Yantis calculates that Hoffman received a disproportionate part of the cash disbursed, totaling $9,400,237.45, and claims that fraud is extremely plausible based on the minimal facts presented to her.

A week after Smith’s initial lawsuit, Hoffman and eight other Hoffman Law Firm workers filed affidavits.

“Mr. Smith has done absolutely nothing with regard to the management of the law firm, and he has done comparatively little in the way of productivity,” according to Hoffman. “For quite some time, I have been displeased with Mr. Smith and his behavior.
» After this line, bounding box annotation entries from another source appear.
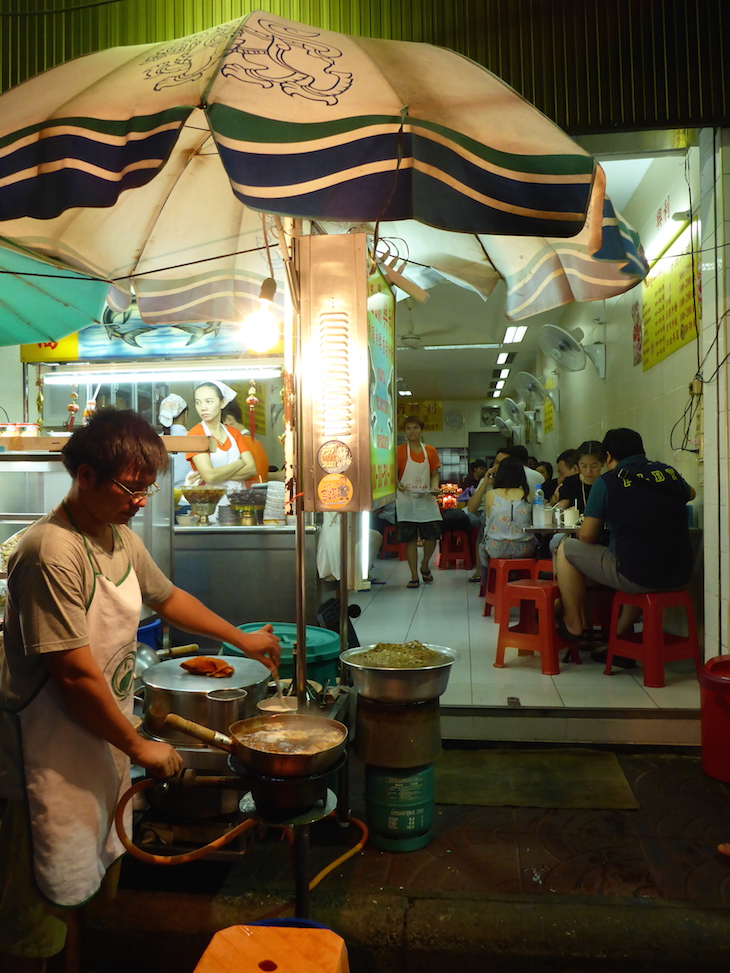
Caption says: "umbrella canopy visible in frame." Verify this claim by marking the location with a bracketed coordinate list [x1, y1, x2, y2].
[0, 5, 643, 340]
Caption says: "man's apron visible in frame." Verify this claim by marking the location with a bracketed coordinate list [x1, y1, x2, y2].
[395, 444, 441, 524]
[18, 530, 142, 906]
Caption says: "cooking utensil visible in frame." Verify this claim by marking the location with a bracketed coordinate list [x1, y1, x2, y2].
[142, 658, 269, 736]
[134, 642, 200, 692]
[340, 642, 459, 703]
[165, 713, 347, 777]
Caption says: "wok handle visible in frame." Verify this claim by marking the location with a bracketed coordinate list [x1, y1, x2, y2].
[168, 642, 200, 659]
[164, 713, 233, 753]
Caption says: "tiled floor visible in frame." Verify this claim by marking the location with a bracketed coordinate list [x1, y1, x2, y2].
[122, 753, 730, 908]
[350, 559, 700, 712]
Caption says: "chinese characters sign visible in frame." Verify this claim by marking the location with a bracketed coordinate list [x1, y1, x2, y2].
[398, 399, 444, 432]
[634, 229, 700, 371]
[367, 270, 396, 507]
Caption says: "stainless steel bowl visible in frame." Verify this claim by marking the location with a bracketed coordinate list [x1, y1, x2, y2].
[340, 642, 459, 703]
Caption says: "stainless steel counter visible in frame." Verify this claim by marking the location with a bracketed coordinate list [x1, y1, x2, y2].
[171, 526, 319, 648]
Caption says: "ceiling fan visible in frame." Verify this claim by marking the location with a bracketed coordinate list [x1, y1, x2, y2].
[397, 301, 448, 351]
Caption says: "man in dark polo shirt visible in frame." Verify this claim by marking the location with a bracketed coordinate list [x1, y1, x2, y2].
[557, 429, 695, 661]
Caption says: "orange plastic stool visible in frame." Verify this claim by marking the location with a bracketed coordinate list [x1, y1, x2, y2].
[532, 558, 555, 581]
[439, 530, 474, 571]
[379, 524, 406, 561]
[194, 926, 350, 973]
[482, 557, 535, 624]
[604, 591, 701, 689]
[494, 578, 580, 676]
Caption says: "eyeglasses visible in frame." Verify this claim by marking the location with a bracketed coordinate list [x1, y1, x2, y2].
[112, 477, 160, 503]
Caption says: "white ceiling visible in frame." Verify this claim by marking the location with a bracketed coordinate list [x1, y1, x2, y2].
[396, 158, 652, 403]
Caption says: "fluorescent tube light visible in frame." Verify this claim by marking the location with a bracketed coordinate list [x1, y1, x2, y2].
[504, 324, 527, 345]
[43, 362, 281, 385]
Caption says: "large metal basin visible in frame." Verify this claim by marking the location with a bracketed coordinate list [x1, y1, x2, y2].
[340, 642, 459, 703]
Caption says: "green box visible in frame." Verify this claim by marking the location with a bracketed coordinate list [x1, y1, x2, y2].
[220, 622, 340, 686]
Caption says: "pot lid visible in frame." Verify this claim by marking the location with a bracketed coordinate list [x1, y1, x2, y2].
[142, 653, 271, 695]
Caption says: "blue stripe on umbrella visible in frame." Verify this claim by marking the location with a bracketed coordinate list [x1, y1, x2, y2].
[0, 130, 179, 220]
[236, 169, 582, 237]
[218, 136, 590, 236]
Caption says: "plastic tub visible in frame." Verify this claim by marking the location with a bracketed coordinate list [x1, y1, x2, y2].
[698, 655, 730, 783]
[220, 622, 340, 685]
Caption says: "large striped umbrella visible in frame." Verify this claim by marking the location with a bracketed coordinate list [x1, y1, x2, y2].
[0, 11, 644, 341]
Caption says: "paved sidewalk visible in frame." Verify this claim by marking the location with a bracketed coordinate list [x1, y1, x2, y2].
[85, 751, 730, 973]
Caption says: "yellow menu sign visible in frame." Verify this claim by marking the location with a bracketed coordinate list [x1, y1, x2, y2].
[641, 230, 700, 371]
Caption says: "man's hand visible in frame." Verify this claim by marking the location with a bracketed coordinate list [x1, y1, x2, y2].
[129, 737, 183, 777]
[238, 625, 281, 672]
[576, 517, 603, 544]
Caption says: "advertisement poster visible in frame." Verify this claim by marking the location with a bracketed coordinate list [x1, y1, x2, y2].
[367, 270, 396, 508]
[20, 295, 284, 362]
[632, 229, 700, 371]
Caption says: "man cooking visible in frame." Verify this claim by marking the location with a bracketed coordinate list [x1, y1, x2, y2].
[556, 429, 695, 668]
[0, 409, 280, 973]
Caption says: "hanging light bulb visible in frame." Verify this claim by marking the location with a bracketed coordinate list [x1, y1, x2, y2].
[242, 277, 280, 351]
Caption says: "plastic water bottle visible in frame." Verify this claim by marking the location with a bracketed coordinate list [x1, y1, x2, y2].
[532, 487, 545, 527]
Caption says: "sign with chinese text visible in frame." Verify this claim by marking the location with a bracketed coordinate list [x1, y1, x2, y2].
[367, 269, 396, 508]
[632, 227, 700, 371]
[398, 398, 444, 432]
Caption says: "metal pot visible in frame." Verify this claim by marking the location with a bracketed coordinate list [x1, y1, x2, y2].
[340, 642, 459, 703]
[142, 658, 270, 749]
[134, 642, 200, 693]
[165, 713, 347, 777]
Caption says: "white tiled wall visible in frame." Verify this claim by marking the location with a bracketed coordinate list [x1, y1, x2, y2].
[537, 130, 730, 658]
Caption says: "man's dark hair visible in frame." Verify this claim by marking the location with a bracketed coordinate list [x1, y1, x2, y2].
[61, 408, 169, 480]
[557, 449, 580, 466]
[576, 439, 606, 463]
[506, 444, 528, 466]
[221, 399, 246, 426]
[603, 427, 644, 460]
[403, 416, 426, 429]
[492, 456, 530, 497]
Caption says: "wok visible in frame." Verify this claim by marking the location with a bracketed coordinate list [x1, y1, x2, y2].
[165, 713, 347, 777]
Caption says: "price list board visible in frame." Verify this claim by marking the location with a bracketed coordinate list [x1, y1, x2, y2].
[641, 235, 700, 371]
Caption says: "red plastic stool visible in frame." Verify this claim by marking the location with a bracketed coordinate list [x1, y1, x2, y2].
[532, 558, 555, 581]
[379, 524, 406, 561]
[439, 530, 474, 571]
[494, 578, 580, 676]
[482, 557, 535, 624]
[604, 591, 701, 689]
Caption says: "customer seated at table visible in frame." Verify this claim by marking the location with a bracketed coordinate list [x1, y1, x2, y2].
[507, 443, 547, 503]
[556, 429, 695, 656]
[555, 439, 606, 513]
[542, 449, 580, 504]
[465, 446, 509, 583]
[479, 456, 537, 565]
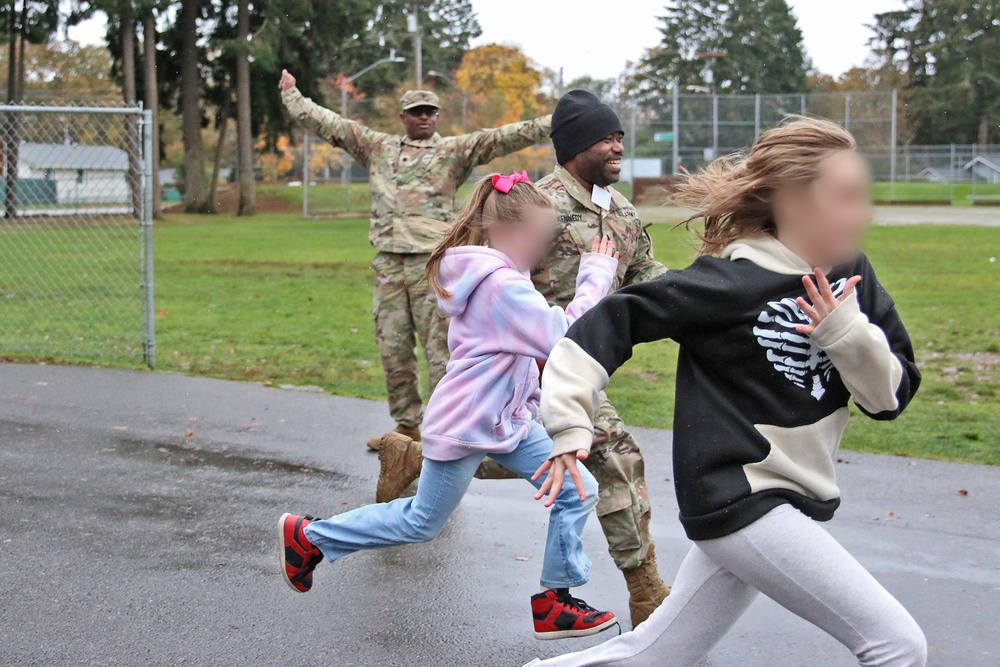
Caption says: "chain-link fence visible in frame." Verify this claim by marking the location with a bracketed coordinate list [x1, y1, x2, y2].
[0, 105, 155, 368]
[622, 89, 898, 180]
[284, 89, 1000, 217]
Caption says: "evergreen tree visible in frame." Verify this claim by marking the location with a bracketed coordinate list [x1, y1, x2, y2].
[872, 0, 1000, 143]
[640, 0, 809, 93]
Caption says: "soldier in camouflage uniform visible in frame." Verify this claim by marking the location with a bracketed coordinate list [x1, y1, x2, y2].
[279, 72, 550, 449]
[477, 90, 670, 626]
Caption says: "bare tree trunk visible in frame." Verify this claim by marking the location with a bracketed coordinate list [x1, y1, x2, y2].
[236, 0, 257, 215]
[121, 2, 142, 216]
[180, 0, 212, 213]
[142, 9, 161, 218]
[7, 0, 19, 104]
[208, 92, 232, 204]
[3, 0, 21, 220]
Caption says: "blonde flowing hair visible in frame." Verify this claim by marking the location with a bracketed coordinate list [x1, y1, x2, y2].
[670, 116, 857, 255]
[427, 174, 552, 299]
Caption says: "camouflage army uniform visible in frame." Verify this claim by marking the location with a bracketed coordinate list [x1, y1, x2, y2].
[481, 166, 666, 570]
[282, 87, 550, 427]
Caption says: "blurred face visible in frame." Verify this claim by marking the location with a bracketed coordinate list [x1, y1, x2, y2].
[563, 132, 625, 188]
[486, 206, 556, 271]
[399, 106, 438, 139]
[774, 151, 871, 267]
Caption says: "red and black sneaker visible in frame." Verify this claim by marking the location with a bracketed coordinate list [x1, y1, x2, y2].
[278, 513, 323, 593]
[531, 588, 618, 639]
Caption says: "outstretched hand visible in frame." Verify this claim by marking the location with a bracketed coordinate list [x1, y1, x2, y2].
[531, 452, 588, 507]
[278, 69, 295, 92]
[590, 236, 619, 259]
[795, 268, 861, 336]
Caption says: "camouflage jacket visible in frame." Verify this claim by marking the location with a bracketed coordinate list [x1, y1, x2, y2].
[531, 165, 667, 308]
[281, 88, 551, 254]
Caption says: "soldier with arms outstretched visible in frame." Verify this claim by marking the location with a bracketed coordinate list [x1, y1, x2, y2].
[279, 71, 550, 452]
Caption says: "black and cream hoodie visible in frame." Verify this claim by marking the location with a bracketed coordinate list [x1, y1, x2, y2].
[542, 236, 920, 540]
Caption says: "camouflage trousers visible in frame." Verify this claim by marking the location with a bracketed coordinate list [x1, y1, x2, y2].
[372, 252, 449, 427]
[476, 392, 653, 570]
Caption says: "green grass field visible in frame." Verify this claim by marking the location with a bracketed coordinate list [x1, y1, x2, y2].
[266, 182, 1000, 215]
[0, 213, 1000, 465]
[148, 215, 1000, 465]
[872, 182, 1000, 206]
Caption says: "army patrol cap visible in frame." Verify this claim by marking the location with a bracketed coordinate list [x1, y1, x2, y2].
[399, 90, 441, 111]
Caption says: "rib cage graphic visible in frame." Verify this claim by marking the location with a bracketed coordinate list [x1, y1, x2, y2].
[753, 278, 847, 401]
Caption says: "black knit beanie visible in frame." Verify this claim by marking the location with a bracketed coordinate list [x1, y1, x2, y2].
[549, 90, 623, 164]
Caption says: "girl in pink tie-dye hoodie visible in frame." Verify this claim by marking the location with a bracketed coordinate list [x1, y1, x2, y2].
[279, 174, 618, 639]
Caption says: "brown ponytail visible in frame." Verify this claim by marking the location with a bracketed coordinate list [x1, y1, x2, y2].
[427, 174, 552, 299]
[670, 116, 857, 255]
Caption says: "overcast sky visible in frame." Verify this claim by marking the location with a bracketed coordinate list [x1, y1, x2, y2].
[70, 0, 903, 82]
[472, 0, 903, 82]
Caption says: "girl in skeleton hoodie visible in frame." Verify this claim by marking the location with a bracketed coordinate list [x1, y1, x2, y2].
[530, 119, 927, 667]
[279, 173, 618, 639]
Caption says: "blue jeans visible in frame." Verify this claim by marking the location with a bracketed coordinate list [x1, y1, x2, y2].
[305, 423, 597, 588]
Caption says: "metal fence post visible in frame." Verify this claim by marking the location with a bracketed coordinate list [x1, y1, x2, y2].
[753, 93, 760, 142]
[889, 89, 899, 199]
[140, 109, 156, 370]
[628, 104, 639, 183]
[302, 132, 309, 218]
[712, 93, 719, 160]
[671, 79, 681, 174]
[948, 144, 955, 205]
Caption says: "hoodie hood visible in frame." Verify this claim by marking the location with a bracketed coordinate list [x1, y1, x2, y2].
[722, 234, 812, 276]
[438, 246, 521, 317]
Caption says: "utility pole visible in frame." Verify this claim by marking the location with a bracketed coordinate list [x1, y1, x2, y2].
[406, 2, 424, 89]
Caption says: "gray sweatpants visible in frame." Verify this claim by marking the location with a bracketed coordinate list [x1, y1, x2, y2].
[525, 505, 927, 667]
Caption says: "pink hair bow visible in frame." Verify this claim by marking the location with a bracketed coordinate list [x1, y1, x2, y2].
[493, 171, 531, 194]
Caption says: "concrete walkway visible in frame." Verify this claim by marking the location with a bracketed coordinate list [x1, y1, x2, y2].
[0, 364, 1000, 667]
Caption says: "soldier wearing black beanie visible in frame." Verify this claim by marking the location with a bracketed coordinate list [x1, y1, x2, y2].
[549, 90, 624, 164]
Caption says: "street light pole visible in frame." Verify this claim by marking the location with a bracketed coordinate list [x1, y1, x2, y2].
[427, 70, 469, 134]
[340, 50, 406, 186]
[633, 72, 681, 174]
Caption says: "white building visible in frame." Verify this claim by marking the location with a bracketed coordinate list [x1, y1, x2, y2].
[17, 143, 129, 205]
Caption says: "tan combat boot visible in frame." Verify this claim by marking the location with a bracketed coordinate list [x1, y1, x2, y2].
[368, 424, 420, 452]
[622, 545, 670, 629]
[375, 431, 424, 503]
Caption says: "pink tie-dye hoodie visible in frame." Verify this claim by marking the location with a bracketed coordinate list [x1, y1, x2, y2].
[421, 246, 618, 461]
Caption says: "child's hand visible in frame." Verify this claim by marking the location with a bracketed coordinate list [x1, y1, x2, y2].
[531, 452, 588, 507]
[278, 69, 295, 92]
[590, 236, 618, 259]
[795, 269, 861, 336]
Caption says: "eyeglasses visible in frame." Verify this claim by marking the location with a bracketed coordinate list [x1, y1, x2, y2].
[406, 107, 438, 118]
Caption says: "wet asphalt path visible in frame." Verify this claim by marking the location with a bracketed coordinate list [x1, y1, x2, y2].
[0, 364, 1000, 667]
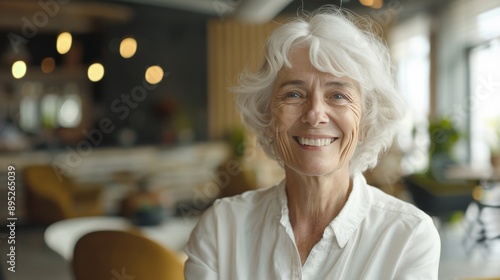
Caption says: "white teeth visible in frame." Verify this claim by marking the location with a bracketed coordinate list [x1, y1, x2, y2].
[297, 137, 335, 147]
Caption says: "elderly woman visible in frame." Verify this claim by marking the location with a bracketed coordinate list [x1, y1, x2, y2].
[185, 9, 440, 280]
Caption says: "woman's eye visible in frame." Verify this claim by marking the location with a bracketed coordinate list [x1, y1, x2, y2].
[285, 92, 302, 98]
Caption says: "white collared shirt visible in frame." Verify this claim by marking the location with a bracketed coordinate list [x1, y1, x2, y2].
[185, 174, 441, 280]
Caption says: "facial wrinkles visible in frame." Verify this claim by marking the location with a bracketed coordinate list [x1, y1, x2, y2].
[272, 95, 298, 160]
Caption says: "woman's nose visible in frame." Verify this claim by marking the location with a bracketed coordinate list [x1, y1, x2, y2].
[302, 99, 330, 127]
I struggled through it, but I was increasingly dissatisfied with the impact it was having on our company.”

Hoffman Paralegal Tracie Hopkins submitted an affidavit.

“When [Smith] was in the office, he spent an inordinate amount of time focusing upon his charter yacht business to the detriment of his case load,” Hopkins told me. “I overheard him talking on the telephone on many occasions about scheduling the charter boat.”

Hoffman goes on to claim that Smith discussed the use of illegal narcotics in the workplace.

“He has openly discussed his contemporaneous use of cocaine and other illegal drugs with members of the staff and me,” according to Hoffman.

“He travels frequently across the country and internationally, performing at music festivals,” Hoffman office manager Stephanie Mills said in an affidavit. “He has on occasion discussed with me and others his partying life, including the use of illicit drugs, such as marijuana and cocaine.”

Hoffman states that prior to August, he addressed with numerous legal counsel the need for the Hoffman Law Firm to remove Smith from the firm.

When asked to comment on the contents of affidavits made by Hoffman and others at his firm, Smith denied using narcotics.

“I do not use drugs and I believe these accusations are nothing more than retaliation against me for exposing Hoffman’s financial misconduct,” he informed me.

Smith’s action seeks an order demanding an immediate equitable accounting of the Hoffman Law Firm, requiring Hoffman to repay all assets “wrongfully distributed,” and dissociating him from the firm he formed in 2007.

The following statement was given on behalf of David Hoffman:

“We’re aware that a lawsuit was just filed. The claims are without validity, and we will firmly defend against them.

Since starting Hoffman Law Firm in 2007, David Hoffman has guided the firm’s evolution from a one-room office to a renowned practice servicing clients throughout the Lowcountry. For than two decades, his leadership has been marked by ethics, responsibility, and a steadfast dedication to client service and community.

That devotion remains at the heart of Hoffman Law Firm today. We will not provide any additional information at this time because this is an ongoing legal case.